Originally published in English in the Winter 2025 issue of the NACLA Report

 
 

AROUND THE REGION

  • EU - MERCOSUR TRADE DEAL — The European Union finalized a long-debated Mercosur trade alliance that would create one of the largest free trade zones in the world. European Commission President Ursula von der Leyen announced the deal on Friday from Uruguay, where she had travelled to push the agreement through after some 25 years of negotiations. The accord would cover a market of some 700 million people and nearly 25 percent of the world’s gross domestic product. In order to go into effect, the agreement will have to be ratified by all 27 EU member countries, and has faced fierce resistance from farmers in France and other EU nations who worry about an influx of cheap agricultural imports from South America. Environmental groups have warned that the deal could accelerate deforestation and the use of harmful pesticides in the Amazon. The trade alliance includes Brazil, Argentina, Uruguay, Paraguay, and Bolivia, and would cut tariffs and eliminate red tape on things like cars, agricultural products, and beef. 

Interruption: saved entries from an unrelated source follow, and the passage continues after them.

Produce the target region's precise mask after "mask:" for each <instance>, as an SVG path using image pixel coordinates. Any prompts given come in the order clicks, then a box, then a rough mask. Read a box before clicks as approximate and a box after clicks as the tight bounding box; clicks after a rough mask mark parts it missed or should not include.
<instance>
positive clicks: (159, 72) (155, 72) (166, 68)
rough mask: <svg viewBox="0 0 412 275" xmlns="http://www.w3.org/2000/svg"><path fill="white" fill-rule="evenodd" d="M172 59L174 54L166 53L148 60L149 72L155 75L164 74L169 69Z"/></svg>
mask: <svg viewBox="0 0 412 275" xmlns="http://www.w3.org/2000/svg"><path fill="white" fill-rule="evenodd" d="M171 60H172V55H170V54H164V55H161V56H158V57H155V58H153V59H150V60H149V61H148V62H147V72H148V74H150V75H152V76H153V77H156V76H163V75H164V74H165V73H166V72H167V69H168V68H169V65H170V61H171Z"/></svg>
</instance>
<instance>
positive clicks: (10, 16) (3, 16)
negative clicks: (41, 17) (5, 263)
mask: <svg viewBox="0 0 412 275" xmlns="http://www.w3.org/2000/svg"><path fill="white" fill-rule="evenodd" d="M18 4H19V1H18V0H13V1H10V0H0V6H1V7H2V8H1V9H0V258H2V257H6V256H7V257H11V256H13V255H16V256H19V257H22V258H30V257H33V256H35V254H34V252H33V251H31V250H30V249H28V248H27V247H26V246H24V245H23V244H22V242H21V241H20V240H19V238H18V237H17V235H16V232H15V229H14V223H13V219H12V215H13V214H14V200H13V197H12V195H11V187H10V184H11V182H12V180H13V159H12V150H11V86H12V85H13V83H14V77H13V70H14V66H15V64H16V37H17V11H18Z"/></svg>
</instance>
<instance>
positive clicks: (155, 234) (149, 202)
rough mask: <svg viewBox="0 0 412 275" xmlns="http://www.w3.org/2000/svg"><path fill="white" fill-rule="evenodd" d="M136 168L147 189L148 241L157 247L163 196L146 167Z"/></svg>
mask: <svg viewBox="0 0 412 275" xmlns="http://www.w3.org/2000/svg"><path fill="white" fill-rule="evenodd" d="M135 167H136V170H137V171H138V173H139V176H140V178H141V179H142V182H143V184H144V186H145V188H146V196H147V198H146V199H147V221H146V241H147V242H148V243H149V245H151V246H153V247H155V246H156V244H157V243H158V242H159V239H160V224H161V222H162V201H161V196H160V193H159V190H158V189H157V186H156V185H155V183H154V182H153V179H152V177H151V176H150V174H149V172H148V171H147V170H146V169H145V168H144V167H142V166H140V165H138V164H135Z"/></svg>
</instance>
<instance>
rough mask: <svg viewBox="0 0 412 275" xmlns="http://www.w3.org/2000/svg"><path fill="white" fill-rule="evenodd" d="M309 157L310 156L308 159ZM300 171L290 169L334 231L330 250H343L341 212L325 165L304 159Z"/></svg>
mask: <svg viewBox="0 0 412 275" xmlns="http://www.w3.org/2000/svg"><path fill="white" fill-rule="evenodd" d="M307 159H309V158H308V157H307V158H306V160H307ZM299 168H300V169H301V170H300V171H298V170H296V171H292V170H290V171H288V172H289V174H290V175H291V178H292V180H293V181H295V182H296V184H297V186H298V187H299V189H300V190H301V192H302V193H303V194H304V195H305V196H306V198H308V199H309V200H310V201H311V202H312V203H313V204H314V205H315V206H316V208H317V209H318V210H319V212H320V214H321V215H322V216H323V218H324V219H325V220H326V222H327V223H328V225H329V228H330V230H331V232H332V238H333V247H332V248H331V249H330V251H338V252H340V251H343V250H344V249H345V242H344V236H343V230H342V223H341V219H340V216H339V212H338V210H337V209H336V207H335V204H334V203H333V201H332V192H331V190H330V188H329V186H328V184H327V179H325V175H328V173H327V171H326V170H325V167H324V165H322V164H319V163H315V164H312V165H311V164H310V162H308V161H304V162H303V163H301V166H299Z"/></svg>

  • GONI SENTENCING — Bolivia’s Supreme Court has sentenced former President Gonzalo Sánchez de Lozada to six years in prison for awarding oil exploration and commercialization contracts without parliamentary approval. Sánchez de Lozada, known as “Goni,” served as president from 1993 to 1997 and 2002 to 2003 before fleeing the country amid deadly protests against his neoliberal policies. Bolivian Justice Minister Cesar Siles called the ruling a victory for the victims of the 2003 “Gas War,” in which 60 people were killed and some 400 injured when Goni ordered a brutal crackdown on protesters in the cities of La Paz and El Alto. Five-year sentences were also delivered for former hydrocarbons ministers Jorge Berindoague and Carlos Alberto Contreras and former deputy hydrocarbons minister Carlos Alberto Lopez. Goni, who is 94, lives in the United States and the Bolivian government says they will seek his extradition. 

 
  • CPAC IN BUENOS AIRES — This week Argentina hosted the Conservative Political Action Conference (CPAC), a far-right forum that included speeches by Lara Trump, Steve Bannon, the leader of Spain’s Vox party Santiago Abascal, and former Brazilian president Jair Bolsonaro. Argentine President Javier Milei presented himself as the leader of the global far-right, vowing to “put an end to the garbage of socialism once and for all.” Milei celebrated the “new winds of freedom sweeping through the world” signalled by Donald Trump’s electoral win in the United States, and called for “a cultural battle” to “prevent leftists from gaining ground anywhere.” First held in Washington in 1974, CPAC convenes right-wing activists and politicians from around the world and was held in Argentina for the first time. Bolsonaro and Bannon participated in the event virtually, given legal restrictions preventing them from leaving their respective countries, related to their roles in inciting riots and attempting to overturn presidential elections. 

  • MOVIMIENTO SEMILLA SUSPENDED — The Supreme Electoral Tribunal of Guatemala cancelled the legal status of the governing Movimiento Semilla party last week following an order made by Judge Freddy Orellana. The government of Bernardo Arévalo has called the action political persecution. Movimiento Semilla deputies filed a recusal against the judge on Thursday, saying the cancellation was arbitrary and had no legal basis. Earlier this week, Guatemala’s Constitutional Court denied an injunction to lift the ruling. The grounds for the cancellation are not immediately clear, although the Public Prosecutor’s Office and Guatemalan Attorney General Maria Consuelo Porras have long tried to undermine the progressive government of Arévalo and the Movimiento Semilla Party. In July 2023, the Prosecutor's Office initiated criminal charges against Semilla for alleged irregularities in the formation of the party. Arévalo has repeatedly asked for Porras’s resignation in the face of her continued efforts to wage lawfare against the democratically elected government of Guatemala. The Semilla Party has vowed to continue efforts to reverse the ruling.